管家朝厨房的方向走去。

福泽谕吉看着这个氛围诡异的场景,感觉相当心累。

“所以……这个案件只能按照意外来算吗?”他沉重道。

乱步回过头,瞥了眼托着腮随意打量四周的少女后才把注意力放到了福泽谕吉身上。

“除非她自己承认,否则你们是找不到决定性证据的,因为这个证据从一开始就不存在。
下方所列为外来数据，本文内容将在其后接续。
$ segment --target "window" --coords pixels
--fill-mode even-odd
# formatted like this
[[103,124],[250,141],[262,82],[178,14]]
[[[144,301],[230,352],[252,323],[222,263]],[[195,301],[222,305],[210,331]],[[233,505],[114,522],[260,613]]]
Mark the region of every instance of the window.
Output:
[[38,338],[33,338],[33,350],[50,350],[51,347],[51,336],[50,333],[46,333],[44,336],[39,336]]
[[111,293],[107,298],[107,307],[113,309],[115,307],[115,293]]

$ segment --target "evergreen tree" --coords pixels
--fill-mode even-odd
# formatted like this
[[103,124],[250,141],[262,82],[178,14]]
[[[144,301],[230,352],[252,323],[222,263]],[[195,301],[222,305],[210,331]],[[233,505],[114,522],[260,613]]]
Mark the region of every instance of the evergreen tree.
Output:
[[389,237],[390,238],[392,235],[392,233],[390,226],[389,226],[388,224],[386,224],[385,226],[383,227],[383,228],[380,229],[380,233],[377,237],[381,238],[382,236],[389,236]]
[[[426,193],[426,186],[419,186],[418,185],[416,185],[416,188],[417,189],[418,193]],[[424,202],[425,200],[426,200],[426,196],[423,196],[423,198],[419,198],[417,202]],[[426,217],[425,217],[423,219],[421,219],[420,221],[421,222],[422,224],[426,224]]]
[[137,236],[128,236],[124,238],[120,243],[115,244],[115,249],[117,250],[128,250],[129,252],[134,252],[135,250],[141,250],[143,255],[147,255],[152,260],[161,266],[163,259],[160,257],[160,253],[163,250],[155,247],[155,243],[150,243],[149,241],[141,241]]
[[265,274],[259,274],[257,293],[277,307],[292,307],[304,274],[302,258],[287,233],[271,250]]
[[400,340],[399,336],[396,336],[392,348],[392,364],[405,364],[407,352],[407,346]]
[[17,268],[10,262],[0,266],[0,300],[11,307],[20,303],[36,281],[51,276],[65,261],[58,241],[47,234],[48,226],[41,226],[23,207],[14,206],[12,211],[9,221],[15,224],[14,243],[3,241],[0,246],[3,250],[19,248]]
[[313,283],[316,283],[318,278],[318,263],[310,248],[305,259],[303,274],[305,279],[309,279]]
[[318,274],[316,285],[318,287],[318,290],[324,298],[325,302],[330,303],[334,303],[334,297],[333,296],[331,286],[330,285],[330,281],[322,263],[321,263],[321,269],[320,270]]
更何况,她一个月前就在准备这件事了,把自己的谋杀寄希望于虚无缥缈的可能性,她的心性可远比她所表现出来的要坚定许多。”

福泽谕吉皱眉:“为什么?”

他问的是宫川有枝为什么要杀害宫川正信,至少在他接受宫川正信的委托以来,他从没有在宫川有枝身上发现过杀意。

而且……宫川正信和宫川有枝的感情也是有目共睹的。

“这个啊,”乱步道,“宫川正信正准备立遗嘱呢,立遗嘱不是拍板马上就能决定好的,她早在一个月前就知道了遗嘱大概的内容,所以她要在遗嘱正式确定下来之前将宫川正信杀死。当然,如果这次失败的话,她也会就此放弃。”

宫川健一眸光暗了暗,继续保持沉默。

“你一个月前就知道?”宫川光辉质问道。

一个月前,那个时候他手里的资金还没有被骗走。